Os professores da Universidade Federal de Pernambuco (UFPE), em assembleia realizada no último dia 9, votaram por unanimidade pela adesão à Greve Nacional da Educação e à Greve Geral do dia 14 de junho. “A paralisação desta quarta-feira reivindica o fim dos recentes ataques à educação superior, entre eles, os cortes de 30% no orçamento das universidades e o das bolsas pela Coordenação de Aperfeiçoamento de Pessoal de Nível Superior (Capes) para a pós-graduação”, informou a Associação dos Docentes da UFPE (Adufepe).

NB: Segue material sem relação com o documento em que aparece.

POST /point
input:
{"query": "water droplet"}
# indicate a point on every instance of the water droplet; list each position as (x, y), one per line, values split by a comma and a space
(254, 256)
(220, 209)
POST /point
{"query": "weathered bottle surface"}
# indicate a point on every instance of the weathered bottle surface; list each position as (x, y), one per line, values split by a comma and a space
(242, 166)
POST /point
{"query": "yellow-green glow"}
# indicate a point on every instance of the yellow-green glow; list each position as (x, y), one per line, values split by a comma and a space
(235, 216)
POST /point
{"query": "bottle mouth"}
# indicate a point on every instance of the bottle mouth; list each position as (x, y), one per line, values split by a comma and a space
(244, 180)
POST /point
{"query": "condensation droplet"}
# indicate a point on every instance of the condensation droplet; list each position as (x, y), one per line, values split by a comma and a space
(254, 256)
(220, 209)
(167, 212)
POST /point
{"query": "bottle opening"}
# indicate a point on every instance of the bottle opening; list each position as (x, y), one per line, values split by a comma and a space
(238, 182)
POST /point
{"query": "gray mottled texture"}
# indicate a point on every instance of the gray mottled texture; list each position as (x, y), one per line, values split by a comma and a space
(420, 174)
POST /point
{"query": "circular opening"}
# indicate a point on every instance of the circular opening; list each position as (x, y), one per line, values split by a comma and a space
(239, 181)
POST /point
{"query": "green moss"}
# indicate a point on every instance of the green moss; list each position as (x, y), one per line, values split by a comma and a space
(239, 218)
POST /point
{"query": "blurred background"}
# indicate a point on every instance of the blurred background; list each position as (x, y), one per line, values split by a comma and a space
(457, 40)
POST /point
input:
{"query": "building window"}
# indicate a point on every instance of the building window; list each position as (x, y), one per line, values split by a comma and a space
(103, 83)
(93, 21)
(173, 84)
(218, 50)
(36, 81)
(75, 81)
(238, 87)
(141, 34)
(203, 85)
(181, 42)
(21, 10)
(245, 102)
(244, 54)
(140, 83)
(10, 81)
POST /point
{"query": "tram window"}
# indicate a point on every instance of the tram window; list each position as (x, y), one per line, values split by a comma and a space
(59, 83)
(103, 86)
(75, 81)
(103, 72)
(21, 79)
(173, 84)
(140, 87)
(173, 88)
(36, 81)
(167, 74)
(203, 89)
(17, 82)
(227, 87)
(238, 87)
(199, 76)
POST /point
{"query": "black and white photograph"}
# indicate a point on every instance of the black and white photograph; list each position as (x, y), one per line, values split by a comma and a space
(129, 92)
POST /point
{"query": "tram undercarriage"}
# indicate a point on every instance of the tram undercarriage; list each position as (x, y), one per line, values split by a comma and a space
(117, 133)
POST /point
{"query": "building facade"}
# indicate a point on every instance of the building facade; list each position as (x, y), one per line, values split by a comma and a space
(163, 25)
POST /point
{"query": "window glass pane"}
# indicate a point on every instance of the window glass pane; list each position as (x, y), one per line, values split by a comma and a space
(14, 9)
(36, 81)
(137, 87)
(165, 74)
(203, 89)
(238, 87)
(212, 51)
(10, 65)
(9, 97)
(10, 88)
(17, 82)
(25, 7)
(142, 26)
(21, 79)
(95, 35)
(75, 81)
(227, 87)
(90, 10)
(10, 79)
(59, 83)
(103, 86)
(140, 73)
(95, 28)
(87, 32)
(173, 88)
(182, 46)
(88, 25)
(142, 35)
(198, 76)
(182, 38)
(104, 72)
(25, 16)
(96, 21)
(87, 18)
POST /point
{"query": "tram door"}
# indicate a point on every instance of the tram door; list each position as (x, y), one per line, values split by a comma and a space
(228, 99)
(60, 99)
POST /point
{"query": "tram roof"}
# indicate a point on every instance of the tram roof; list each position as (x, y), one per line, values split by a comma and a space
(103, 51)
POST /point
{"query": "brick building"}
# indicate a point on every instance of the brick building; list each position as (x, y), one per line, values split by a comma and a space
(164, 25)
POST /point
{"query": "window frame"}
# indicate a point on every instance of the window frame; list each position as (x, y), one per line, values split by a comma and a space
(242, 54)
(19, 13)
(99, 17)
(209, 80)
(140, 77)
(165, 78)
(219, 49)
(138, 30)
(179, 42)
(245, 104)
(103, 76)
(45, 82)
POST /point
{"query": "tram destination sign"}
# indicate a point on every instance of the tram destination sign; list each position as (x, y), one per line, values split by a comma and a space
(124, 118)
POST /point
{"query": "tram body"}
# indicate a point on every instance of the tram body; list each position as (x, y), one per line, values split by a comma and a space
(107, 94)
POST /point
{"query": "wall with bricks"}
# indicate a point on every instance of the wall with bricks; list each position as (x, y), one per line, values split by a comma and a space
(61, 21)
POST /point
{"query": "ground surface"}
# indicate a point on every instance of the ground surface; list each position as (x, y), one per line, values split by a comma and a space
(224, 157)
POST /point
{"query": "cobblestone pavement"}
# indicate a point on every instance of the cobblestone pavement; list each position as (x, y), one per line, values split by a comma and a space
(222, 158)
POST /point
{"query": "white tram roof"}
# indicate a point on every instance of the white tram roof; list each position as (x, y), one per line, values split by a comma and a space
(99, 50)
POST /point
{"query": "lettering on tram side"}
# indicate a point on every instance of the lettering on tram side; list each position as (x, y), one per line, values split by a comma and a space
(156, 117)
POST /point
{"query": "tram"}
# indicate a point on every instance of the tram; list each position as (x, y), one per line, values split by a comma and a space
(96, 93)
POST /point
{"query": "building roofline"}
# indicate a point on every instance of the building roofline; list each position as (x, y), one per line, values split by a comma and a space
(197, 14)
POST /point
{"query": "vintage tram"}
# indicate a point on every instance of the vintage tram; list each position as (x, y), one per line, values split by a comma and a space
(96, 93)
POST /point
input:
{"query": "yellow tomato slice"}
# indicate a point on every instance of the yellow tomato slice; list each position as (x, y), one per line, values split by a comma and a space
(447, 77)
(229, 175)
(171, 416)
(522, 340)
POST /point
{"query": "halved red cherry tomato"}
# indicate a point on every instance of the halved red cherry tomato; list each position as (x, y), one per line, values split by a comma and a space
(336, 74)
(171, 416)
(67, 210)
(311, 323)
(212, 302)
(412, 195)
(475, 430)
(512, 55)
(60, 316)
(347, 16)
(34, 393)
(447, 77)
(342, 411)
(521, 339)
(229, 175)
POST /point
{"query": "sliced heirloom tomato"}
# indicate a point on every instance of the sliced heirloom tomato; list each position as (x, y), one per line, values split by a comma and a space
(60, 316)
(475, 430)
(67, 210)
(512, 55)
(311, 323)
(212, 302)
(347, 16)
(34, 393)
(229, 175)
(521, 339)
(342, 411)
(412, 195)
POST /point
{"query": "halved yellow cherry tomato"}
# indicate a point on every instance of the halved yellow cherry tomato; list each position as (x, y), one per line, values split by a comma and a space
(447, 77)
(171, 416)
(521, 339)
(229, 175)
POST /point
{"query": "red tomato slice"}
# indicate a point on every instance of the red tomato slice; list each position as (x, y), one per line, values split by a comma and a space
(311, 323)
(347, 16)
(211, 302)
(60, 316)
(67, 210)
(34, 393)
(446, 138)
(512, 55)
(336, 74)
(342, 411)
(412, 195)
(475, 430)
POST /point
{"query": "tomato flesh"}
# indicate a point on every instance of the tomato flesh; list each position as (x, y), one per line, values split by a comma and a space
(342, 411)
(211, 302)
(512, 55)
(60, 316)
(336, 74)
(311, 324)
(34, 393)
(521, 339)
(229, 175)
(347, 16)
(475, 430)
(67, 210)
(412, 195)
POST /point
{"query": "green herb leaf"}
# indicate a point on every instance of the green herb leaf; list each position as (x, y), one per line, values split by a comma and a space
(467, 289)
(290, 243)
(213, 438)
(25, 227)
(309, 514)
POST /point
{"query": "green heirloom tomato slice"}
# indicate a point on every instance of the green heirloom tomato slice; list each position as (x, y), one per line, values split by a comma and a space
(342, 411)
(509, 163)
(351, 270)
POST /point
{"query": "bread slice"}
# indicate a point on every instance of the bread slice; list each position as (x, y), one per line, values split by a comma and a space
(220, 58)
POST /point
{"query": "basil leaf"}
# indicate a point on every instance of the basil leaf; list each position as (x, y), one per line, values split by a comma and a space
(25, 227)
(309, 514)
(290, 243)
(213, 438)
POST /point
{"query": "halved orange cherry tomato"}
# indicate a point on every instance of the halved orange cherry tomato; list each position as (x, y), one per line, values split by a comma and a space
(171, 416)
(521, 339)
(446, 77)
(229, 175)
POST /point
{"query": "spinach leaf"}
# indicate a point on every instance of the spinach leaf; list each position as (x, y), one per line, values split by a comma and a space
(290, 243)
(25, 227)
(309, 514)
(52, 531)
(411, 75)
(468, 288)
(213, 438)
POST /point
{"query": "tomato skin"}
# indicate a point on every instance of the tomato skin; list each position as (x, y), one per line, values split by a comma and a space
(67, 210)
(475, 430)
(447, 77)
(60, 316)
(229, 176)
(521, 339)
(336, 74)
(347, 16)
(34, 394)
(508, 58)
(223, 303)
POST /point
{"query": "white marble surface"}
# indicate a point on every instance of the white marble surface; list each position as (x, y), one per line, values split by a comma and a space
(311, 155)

De acordo com a reitora da Universidade Federal Rural de Pernambuco (UFRPE), Maria José de Sena, os integrantes da comunidade acadêmica estão livres para participar dos atos, de acordo com a própria vontade. A Associação dos Docentes da UFRPE (Aduferpe) convocou os professores, que aderiram ao movimento. “Nesta quarta-feira, a comunidade acadêmica  (da UFRPE) e toda a sociedade vão às ruas em defesa da nossa Previdência Social e da universidade pública. Não vamos cruzar os braços diante de tantas perdas construídas com o suor da classe trabalhadora brasileira”, informou.

Os docentes, estudantes e servidores da Universidade de Pernambuco (UPE) também optaram pela paralisação. “As assembleias realizadas pela Adupe (Seção Sindical de Docentes da Universidade de Pernambuco) na semana passada confirmaram a adesão dos professores e das professoras da UPE na paralisação nacional desta quarta-feira. Os estudantes e os servidores da UPE também aderiram ao movimento”, pontuou a Adupe.

A reitoria da UPE também manifestou apoio à decisão das entidades da classe da instituição referente à paralisação nacional. “Expressamos nossa indignação opondo-se às pautas propostas de corte no financiamento da educação pública, de redução de bolsas de pesquisa na graduação e na pós-graduação, das ameaças de não investimento nas ciências humanas (especialmente a filosofia e a sociologia), de perseguição ideológica a professores”, ressaltou a instituição em comunicado oficial. O Sindicato dos Servidores dos Institutos Federais de Pernambuco (Sindsifpe) deliberou por unanimidade, em assembleia no último dia 9, pela adesão à greve. Além das universidades federais, os institutos também sofreram cortes no orçamento. 

Interior
Em Vitória de Santo Antão, na Mata Sul, um ato está programado para as 13h no Centro Acadêmico de Vitória (CAV) da Universidade Federal de Pernambuco (UFPE). Em Caruaru, Agreste pernambucano, uma caminhada está agendada para as 8h do Grande Hotel, Centro da cidade. No Sertão, estudantes, professores e servidores da Universidade Federal do Vale do São Francisco (Univasf) promovem o evento: A universidade é do povo. A ação será às 15h no espaço de convivência da Univasf, em Juazeiro (BA). O local estará aberto ainda para a formação de uma feira e os interessados poderão levar barracas para expor seus produtos, artes e comidas.

“O objetivo é trazer a comunidade do Vale do São Francisco para conhecer as ações de ensino, pesquisa e extensão produzidas em nossa instituição. Além disso, é um importante momento de celebração da vida universitária e de seus princípios republicanos”, afirmou o presidente do SindUnivasf, Adalton Marques.  A Universidade Federal do Vale do São Francisco está presente em três estados: Pernambuco, Bahia e Piauí. Os primeiros campi foram implantados em Petrolina, Sertão pernambucano; Juazeiro (BA) e São Raimundo Nonato (PI). Em seguida, a universidade se estabeleceu em Senhor do Bonfim (BA), depois foi implantado o campus Paulo Afonso (BA) e, mais recentemente, o campus Salgueiro, no Sertão de Pernambuco, foi criado.